When rivulets turn into an ocean they overflow their particularities.

Message N°3 January 19

Marine Le Pen?  Are you kidding? What’s the cause of this disconnect?

First of all, let me tell you how it went here in France. Yes, here, where the jihad attacks occurred and the reactions reacted. In the minutes after news of the Charlie Hebdo massacre slashed into our lives and before we even knew the names of the victims, the media were saying this would fall to the advantage of Marine Le Pen. Hmm? So they were admitting they knew all along that the dangers of Islamization denounced by the Front National were real and not the emanation of some kind of irrational hatred. Not Islamophobia, not xenophobia, just a mirror of reality and the coming attractions of a horror movie that would be real.

There wasn’t even a moment of grace in which to suggest that the killers might be Far Right thugs or disgruntled cartoonists. The killers shouted allahu akhbar we have avenged the prophet we killed Charlie Hebdo.

Superwoman Marine to the rescue? I guess you didn’t read my articles about the dark side of the Front National, its Syrian connection and plans to woo banlieue youths to its ranks? [http://www.d-intl.com/2014/05/08/the-national-fronts-dark-underside-2/?lang=en  http://www.newenglishreview.org/blog_direct_link.cfm/blog_id/54197/cat_id/326/Marine-Le-Pen-is-Shopping-for-Allies-at-the-EU-Parliament]  I’ve been telling you for years, the day the two parliamentary parties, right and left, start to take action against Islamization, Marine Le Pen will deflate.  

And that’s what happened. She didn’t join the million and a half in Paris, supposedly because she wasn’t properly invited. She did a little march of her own in a small town in the south of France, and the media didn’t cover it. She banned the circulation in her ranks of a video by her foreign policy advisor Aymeric Chauprade explaining that we are at war with Muslims, not all Muslims, some Muslims…that are at war with us. Madame Le Pen told the media that Chauprade was nothing special, just one of dozens of FN Eurodeputies. Not true.
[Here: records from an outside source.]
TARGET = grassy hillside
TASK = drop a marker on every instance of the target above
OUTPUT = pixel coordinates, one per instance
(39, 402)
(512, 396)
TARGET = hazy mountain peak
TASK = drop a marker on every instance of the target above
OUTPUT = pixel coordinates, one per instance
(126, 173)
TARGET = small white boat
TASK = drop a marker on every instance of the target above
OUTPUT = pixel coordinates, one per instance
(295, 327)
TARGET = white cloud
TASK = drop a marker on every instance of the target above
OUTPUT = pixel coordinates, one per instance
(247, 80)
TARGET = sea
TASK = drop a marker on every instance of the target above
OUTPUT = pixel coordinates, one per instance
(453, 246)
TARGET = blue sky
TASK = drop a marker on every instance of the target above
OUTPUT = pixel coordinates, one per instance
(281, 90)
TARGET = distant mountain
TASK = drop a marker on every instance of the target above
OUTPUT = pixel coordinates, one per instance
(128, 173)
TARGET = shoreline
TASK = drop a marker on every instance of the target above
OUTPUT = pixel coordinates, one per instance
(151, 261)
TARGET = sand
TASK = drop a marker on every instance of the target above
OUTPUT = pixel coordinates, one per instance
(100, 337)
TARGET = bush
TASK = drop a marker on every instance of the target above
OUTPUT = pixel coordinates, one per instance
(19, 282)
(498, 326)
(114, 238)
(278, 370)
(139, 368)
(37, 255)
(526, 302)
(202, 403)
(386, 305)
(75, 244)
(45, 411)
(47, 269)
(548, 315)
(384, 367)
They were verrrry close, he was her chief Eurodeputy and most trusted advisor.

When I saw the huge anti-Charlie Hebdo demonstration in Grozny complete with Disneyland style cutesy “I love the prophet” badges, I wondered if the FN’s Russian connection might have anything to do with her marching out of step on January 11th. Or did she sincerely felt she was not welcome? Either way, it was a strategic error.

I am still wondering how you can scoff at the millions of French people who stood up to be counted that day (the latest estimate is a total of 4.5 million), and look on Marine Le Pen with such benevolent respect.

We know what the perversions of antiracism have wrought. Is anti-jihad going to play the same tricks?

Björn Söder of the Sweden Democrats, quoted in The Guardian, in defense of his party’s parliamentary effort to ban circumcision of males under 18, implicitly equating it with female genital mutilation:

“Boys should have the same right to avoid both complications of reduced sensitivity in the genitals, painful erections, increased risk of kidney damage and psychological distress by permanent removal, and the tremendous violation of privacy that circumcision actually means.”